Many of our potential clients are scared (and terrified is underneath there somewhere) of coming to treatment, and particularly couple treatment. That statement is not news to most seasoned clinicians. What are those potential clients afraid of?
*Being judged by the therapist and/or their partners; *being told the problems are all their fault; *being given a label or told there is something terribly wrong with them; *triggering their partners’ emotional outbursts or temper tantrums; *looking stupid or mean; *sounding “weak”; *having to reveal a secret.

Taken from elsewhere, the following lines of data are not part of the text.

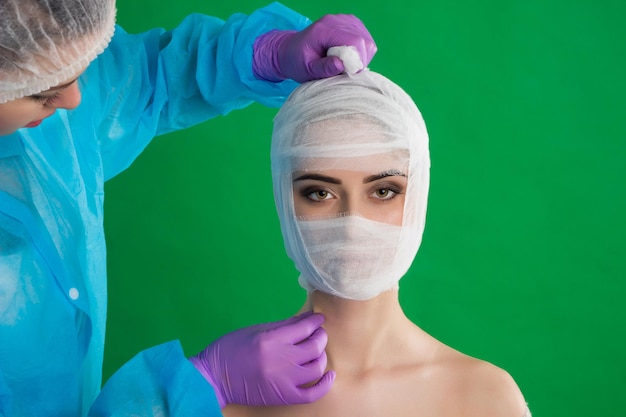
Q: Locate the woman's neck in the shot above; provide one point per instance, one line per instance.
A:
(362, 335)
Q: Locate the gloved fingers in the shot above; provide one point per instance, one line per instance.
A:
(348, 30)
(318, 390)
(326, 67)
(299, 329)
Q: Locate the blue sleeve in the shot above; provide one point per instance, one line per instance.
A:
(157, 382)
(159, 81)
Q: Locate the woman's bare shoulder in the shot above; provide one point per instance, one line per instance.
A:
(479, 387)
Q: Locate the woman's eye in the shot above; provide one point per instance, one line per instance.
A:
(47, 100)
(319, 195)
(385, 193)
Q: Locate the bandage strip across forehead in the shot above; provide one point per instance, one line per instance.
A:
(44, 43)
(354, 122)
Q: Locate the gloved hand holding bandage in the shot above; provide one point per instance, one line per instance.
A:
(304, 56)
(268, 364)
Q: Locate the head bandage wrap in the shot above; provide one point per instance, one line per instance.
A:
(360, 122)
(44, 43)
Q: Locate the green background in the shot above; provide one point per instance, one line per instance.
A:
(522, 261)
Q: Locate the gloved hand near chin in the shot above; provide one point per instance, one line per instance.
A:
(269, 363)
(301, 56)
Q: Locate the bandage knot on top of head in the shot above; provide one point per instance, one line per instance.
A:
(44, 43)
(361, 122)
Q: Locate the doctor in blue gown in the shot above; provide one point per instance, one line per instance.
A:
(79, 100)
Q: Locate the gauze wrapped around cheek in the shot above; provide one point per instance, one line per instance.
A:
(361, 123)
(349, 256)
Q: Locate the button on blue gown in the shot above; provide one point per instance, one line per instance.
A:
(53, 288)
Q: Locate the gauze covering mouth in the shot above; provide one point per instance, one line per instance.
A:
(361, 122)
(344, 256)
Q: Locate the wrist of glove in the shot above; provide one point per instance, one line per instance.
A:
(269, 364)
(303, 56)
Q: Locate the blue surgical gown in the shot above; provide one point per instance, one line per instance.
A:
(53, 288)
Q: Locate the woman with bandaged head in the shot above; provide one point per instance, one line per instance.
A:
(350, 166)
(80, 99)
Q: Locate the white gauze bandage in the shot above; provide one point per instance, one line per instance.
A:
(349, 56)
(362, 122)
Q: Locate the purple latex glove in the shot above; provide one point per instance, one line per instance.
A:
(301, 56)
(269, 363)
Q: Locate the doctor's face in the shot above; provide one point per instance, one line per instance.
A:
(30, 111)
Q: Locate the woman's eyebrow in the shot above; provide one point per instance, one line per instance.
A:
(318, 177)
(384, 174)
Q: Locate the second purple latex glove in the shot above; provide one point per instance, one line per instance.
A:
(269, 363)
(301, 56)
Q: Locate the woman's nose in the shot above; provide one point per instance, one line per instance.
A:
(349, 205)
(69, 98)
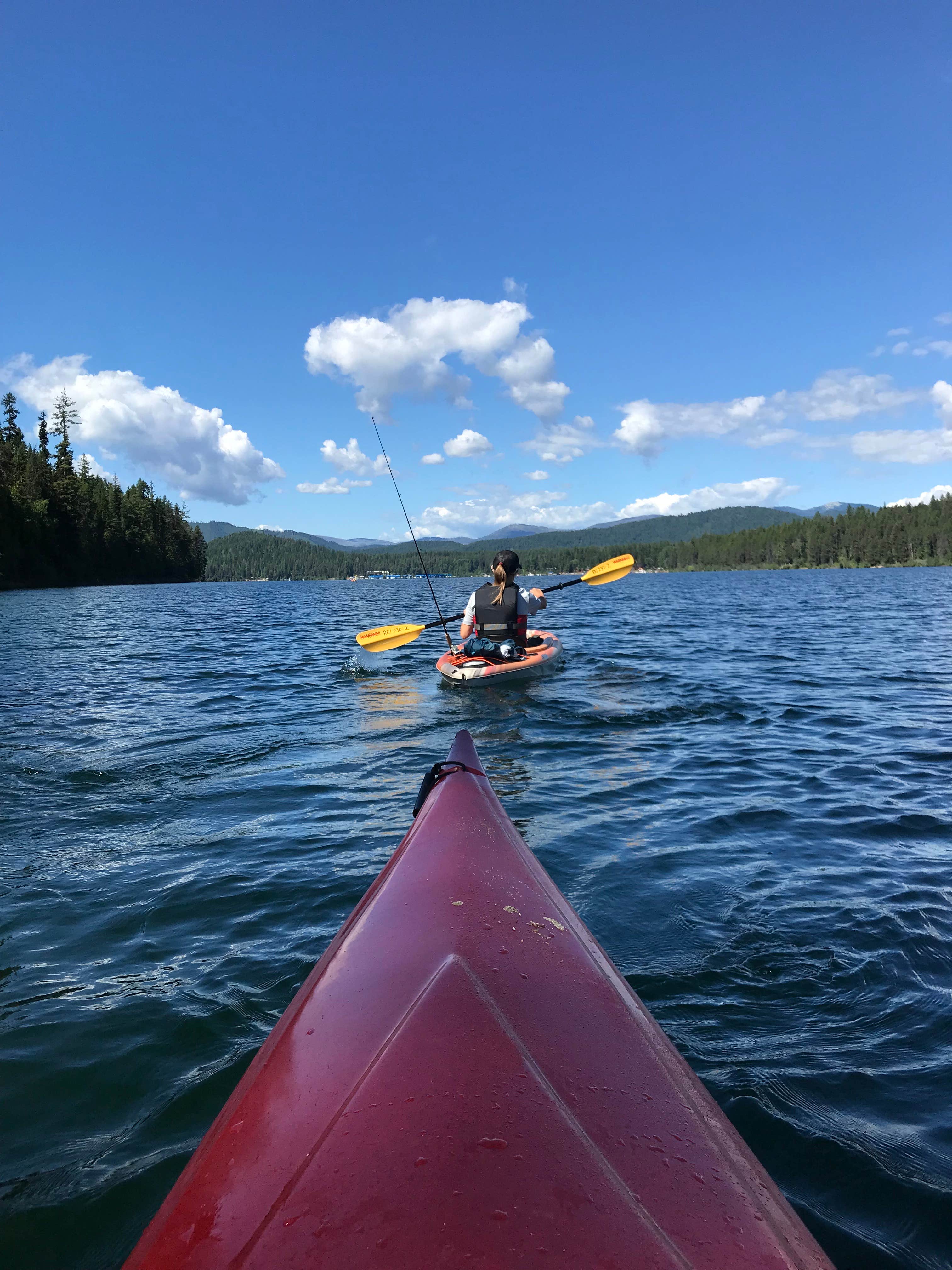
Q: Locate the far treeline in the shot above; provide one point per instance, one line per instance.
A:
(857, 539)
(61, 528)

It is certainly understandable that people considering therapy would be reluctant to have any of these experiences in a therapist’s office, but the two biggest hurdles are the fear of hurting the partner’s feelings, second only to the fear of their own feelings. They know that therapy is often about “getting to the bottom” of the problem. To paraphrase a line from the movie A Few Good Men, they are afraid that neither one of them can “handle the truth.”

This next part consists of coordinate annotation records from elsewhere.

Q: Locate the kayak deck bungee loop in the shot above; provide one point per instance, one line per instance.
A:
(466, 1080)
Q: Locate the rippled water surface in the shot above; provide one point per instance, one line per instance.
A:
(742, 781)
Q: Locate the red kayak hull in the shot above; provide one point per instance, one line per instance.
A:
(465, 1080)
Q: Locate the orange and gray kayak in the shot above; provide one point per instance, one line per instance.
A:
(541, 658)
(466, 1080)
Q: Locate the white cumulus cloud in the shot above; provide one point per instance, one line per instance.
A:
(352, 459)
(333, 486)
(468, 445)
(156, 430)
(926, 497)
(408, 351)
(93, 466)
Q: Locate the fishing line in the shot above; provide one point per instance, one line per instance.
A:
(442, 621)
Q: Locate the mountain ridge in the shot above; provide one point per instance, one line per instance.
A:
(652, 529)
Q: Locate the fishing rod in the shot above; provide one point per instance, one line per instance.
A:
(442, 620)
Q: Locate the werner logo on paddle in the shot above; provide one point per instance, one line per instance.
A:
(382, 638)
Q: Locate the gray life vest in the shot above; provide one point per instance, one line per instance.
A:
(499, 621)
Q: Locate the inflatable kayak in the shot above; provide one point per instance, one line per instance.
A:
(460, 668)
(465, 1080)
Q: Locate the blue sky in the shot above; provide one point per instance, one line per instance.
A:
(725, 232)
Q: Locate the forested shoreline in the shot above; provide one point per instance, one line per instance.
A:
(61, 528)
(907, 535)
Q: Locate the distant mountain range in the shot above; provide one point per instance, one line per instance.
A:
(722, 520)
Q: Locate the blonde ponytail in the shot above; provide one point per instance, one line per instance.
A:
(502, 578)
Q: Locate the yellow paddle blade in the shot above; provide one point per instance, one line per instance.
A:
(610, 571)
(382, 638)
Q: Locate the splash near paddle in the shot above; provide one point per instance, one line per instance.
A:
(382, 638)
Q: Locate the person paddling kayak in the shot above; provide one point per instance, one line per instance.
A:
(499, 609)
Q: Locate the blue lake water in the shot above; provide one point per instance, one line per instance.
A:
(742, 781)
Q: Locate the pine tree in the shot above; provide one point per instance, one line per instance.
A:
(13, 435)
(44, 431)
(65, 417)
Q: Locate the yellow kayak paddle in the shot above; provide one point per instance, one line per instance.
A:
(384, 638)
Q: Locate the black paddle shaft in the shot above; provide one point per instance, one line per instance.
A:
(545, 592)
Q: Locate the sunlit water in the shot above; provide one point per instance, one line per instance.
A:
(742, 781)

Initially, the human brain cannot handle the whole truth of traumas, wounds and losses, particularly those from childhood. It protects itself by storing intolerable feelings nonconsciously, often accompanied by an internal warning that the type of relationship that produced the intolerable feelings is highly dangerous. This is “at the bottom” of what makes people afraid of couples treatment. They believe that what will be said is inherently destructive to their relationship and to the internal strategies they have obsessively maintained to keep themselves from emotionally unraveling in the presence of those old, life-threatening feelings.
Treatment safety requires consistently and patiently demonstrating to our clients that our responses in the presence of their historical life-threatening traumas, wounds and losses are going to be very different from the dangerous responses they received in early relationships. In The Power of Discord, Dr. Ed Tronick and Dr. Claudia Gold title one of their chapters “Feeling Safe to Make a Mess.” They basically state that the feelings that get tagged within our brains as dangerous and life-threatening are the ones associated with an important caretaker in our early years failing to manage their feelings when life gets “messy.” Their reactions demonstrate that whatever unwelcome event has just happened is emotionally unmanageable and potentially seriously destructive.
We want to show our couples clients that getting into the “messiness” of their lives is a manageable place to be. That familiar messiness is in fact a major motivator in choosing each other as partners and the most fertile ground available for healing and growing through their relationship. A powerful tool that can be utilized to normalize messiness is therapist self-disclosure.